We must ask – is this film of racial propaganda masquerading as satire or is it holding up a mirror to a world that altogether sees things through the prism of cultural conditioning and stereotyping?  Is Borat showing us ourselves?    

Borat, which was critically acclaimed and took most top comedic honors in 2006, is essentially a documentary filmed by a crew posing as out-of-the-water foreigners in America.  The character Borat travels initially from his home country of Kazakhstan all the way to the “US and A – Greatest country in world.”  He takes along a trusted friend, a fat guy named Azamat, who presumably films his everyday experiences in America.  However, most of the film is unrehearsed and real footage of encounters with real people – the documentary part.  This is what makes the film powerful.  Borat is a walking and talking comedic idiot from a remote part of the globe to most Americans, yet he is highly believable and real people share their oftentimes limited views gladly with him.  Why?  Because we Americans think this is really what people are like from other parts of the world?  Or, is it just that the world is filled with idiots, America being no exception, and eventually a broken clock is right twice a day and it was simply inevitable that Borat would snag enough moronic flies to make a comedic documentary if not an out right freak show? But, the movie is funny.
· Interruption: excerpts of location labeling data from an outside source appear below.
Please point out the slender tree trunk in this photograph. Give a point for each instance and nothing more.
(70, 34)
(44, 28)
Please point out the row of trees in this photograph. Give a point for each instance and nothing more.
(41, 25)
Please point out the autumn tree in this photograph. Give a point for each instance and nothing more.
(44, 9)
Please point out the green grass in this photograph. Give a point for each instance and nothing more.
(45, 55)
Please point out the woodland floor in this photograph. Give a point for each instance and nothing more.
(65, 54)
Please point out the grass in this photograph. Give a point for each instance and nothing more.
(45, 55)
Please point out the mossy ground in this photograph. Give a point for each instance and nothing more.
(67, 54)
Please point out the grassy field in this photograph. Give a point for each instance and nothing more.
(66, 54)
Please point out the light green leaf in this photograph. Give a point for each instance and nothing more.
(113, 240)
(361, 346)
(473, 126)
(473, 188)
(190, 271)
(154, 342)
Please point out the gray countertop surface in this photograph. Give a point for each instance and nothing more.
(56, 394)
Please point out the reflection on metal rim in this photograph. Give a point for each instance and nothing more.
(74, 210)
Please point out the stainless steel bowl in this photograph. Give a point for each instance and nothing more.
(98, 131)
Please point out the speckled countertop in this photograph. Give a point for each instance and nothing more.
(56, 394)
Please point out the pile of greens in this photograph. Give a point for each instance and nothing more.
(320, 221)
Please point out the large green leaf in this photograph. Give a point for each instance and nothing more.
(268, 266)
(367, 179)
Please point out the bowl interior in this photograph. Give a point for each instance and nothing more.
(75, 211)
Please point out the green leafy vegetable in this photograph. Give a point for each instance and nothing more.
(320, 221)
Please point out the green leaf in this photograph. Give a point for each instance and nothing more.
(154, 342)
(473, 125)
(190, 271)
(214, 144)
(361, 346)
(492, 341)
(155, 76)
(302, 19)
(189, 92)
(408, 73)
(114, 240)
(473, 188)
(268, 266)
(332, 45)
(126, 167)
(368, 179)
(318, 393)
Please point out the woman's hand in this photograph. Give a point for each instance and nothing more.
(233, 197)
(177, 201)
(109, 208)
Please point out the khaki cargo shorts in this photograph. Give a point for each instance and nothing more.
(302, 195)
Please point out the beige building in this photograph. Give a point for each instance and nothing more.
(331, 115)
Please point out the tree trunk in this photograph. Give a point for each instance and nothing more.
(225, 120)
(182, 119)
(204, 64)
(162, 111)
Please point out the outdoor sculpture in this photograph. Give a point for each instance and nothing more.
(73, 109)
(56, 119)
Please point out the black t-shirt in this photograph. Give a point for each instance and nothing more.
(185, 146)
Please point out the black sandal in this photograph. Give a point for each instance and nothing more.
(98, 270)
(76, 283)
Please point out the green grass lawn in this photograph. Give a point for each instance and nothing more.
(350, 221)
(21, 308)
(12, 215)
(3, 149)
Still, is that enough? 

The initial encounters in the Subways of New York, I found hilarious.  Most New Yorkers on the subway were nice enough until Borat violated their space and Big Apple defense mechanisms kicked in.   In not so many words, once businessman said he was going to punch Borat in the balls if he didn’t back away.  Losing his chicken on the subway and taking a dump in Central Park were both off the hook.  However, as he wonders across America’s Deep South, the film does take on some routine and I found the scripted stuff, flat out lacking a payoff, since what is interesting are the real people.   

The rodeo scene in Texas paints the crowd in very unflattering redneck like footage, but I found them to be surprisingly reserved as he gradually went on to butcher the Star Spangled Banner thereby deliberately insulting his audience.  I was also rather surprised he escaped alive too. 

There are many other slap stick encounters in Borat, perhaps culminating in the naked scenes where Borat is chased by his fat friend Azamat, whom he catches jerking off to his beloved photos of Pamela Anderson.  They run right through a hotel lobby naked and into some kind of boring hotel ballroom seminar on real estate or something. 

Some scenes were not so much funny as ballsy and manipulative.  For instance, there are parts of the film where Borat infiltrates a Pentecostal Church and acts like he needs saved by Jesus.  Okay, I could never dance in one of these places and do all that stuff – but it really seemed exploitive of their goodwill and highly patronizing.  The same could be said of the elderly Jewish couple who served them sandwiches, which Borat, looking to the camera and espousing his suspiciousness about the Jewish B&B owners trying to poison them.  He then spit the sandwich into his napkin acting like he was being poisoned by the Russians. 

Yes, it is worth watching, but I am hesitant to say this is a great film be it comedy, documentary or otherwise.  It makes fun of stereotypes by wallowing in them, both real and scripted.  Its true entertainment value lies in that some guy was actually willing to do this stuff for real and so you kinda have to watch it.  In some sense Borat is rather like a sophisticated version of the Jackass movies. 

Those who would imbue this film with highly intellectual and satirical capital are those that might just as well find it in a Stooge film I suppose.  To me at least, the intelligentsia get caught up in Borat and I am not sure why.  Maybe it’s just me, but when some guy’s bag and big naked butt is bouncing off his friend’s face as they wrestle over a magazine of Pamela Anderson, I simply can’t find the intellectual subtlety and commentary on life in America or anywhere else for that matter. 

Borat is funny, yes, but a great film, hardly.  I would counter anyone that feels otherwise that to call Borat an intelligent film speaks volumes to the dearth of though provoking films being made today – though I would not shave my pubis on it.